The second part will be taught by Marc Stevens.
The webpage for his part is
https://homepages.cwi.nl/~stevens/mastermath/2021/.
We will cover only the very basics of quantum algorithms. I recommend you take Ronald de Wolf's Quantum Computing course (also MasterMath) for much more information. Videos are already posted for that course.
Details are filled in as time permits. The official home page is
here.
The official time slot is Thursday 10:15 - 13:00. For the first
part the lectures are replaced by pre-recorded videos. The
exercise session runs 11:00 - 12:00, with an option for extension
by 30 min if there are more questions.
Goal
The goal of this course is to provide insight into cryptography secure
against quantum computers (post-quantum cryptography) as well as
various methods for the mathematical cryptanalysis of cryptographic
systems
Description
Cryptology deals with mathematical techniques for design and analysis
of algorithms and protocols for digital security in the presence of
malicious adversaries. For example, encryption and digital signatures
are used to construct private and authentic communication channels,
which are instrumental to secure Internet transactions.
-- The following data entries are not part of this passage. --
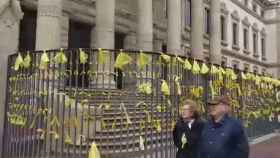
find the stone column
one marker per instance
(278, 41)
(10, 16)
(145, 25)
(48, 34)
(105, 38)
(215, 32)
(197, 30)
(174, 27)
(130, 41)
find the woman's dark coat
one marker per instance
(193, 135)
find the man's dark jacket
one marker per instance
(225, 139)
(193, 136)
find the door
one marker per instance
(79, 37)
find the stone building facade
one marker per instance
(237, 33)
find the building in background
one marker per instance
(243, 34)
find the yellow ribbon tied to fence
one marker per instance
(44, 61)
(187, 65)
(144, 60)
(164, 88)
(178, 85)
(94, 152)
(195, 68)
(122, 60)
(19, 62)
(145, 88)
(204, 69)
(27, 61)
(166, 58)
(60, 57)
(102, 56)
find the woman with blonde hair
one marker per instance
(187, 131)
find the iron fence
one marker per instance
(61, 101)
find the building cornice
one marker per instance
(241, 5)
(237, 55)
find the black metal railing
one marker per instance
(61, 101)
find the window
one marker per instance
(207, 21)
(223, 28)
(27, 35)
(255, 44)
(188, 13)
(245, 38)
(235, 34)
(263, 48)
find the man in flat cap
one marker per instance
(223, 135)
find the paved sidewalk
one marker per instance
(266, 149)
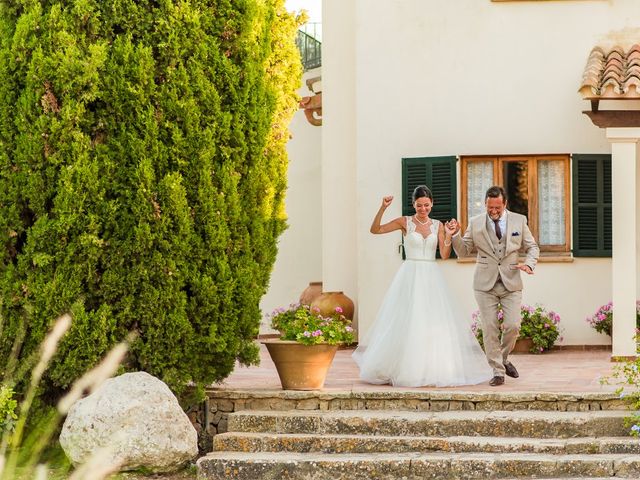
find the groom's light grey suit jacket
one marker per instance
(489, 261)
This course in cryptology consists of two main topics:
This first part focuses on post-quantum cryptography dealing with
cryptographic systems that are secure even given the existence of
quantum computers and the second part focuses on cryptanalysis, the
analysis of the security of cryptographic systems.
After a general introduction to cryptography (the constructive side of
cryptology) and cryptanalysis the course introduces the main
contenders for secure systems: lattice-based encryption, code-based
encryption, hash-based signatures, and multivariate-quadratic-based
signatures. These systems are examples of public-key systems and this
is the main area affected by quantum computers; symmetric-key systems,
such as hash functions and block and stream ciphers) are used as
building blocks inside them and for the transmission of data in
bulk.
The second part of the course will cover various generic attacks
against common cryptographic primitives (e.g., block ciphers, hash
functions) and cover important cryptanalytic attack techniques like
time-memory tradeoffs, linear cryptanalysis, differential
cryptanalysis and algebraic cryptanalysis.
The first lecture will take place on 11 Feb, starting at 11:00.
The exam is planned for 17 June but as we will offer the exam as oral exams
we are more flexible with the dates. The same holds for the retake.
Each exam will take 30 min and will have Marc and Tanja both asking some questions. These cover general concepts as well as showing some expam-type exercises and asking the student to explain how they would solve it, without doing any of the computational steps.
After the quesstioning part they will retreat to discuss the grade and return to the student to announce the grade.
See below for old exams to practice.
There are a few books covering topics we touch in class but there is
no 'textbook' that covers everything. For further reading on the individual
topics see below.
It is not necessary to purchase any book to follow the course.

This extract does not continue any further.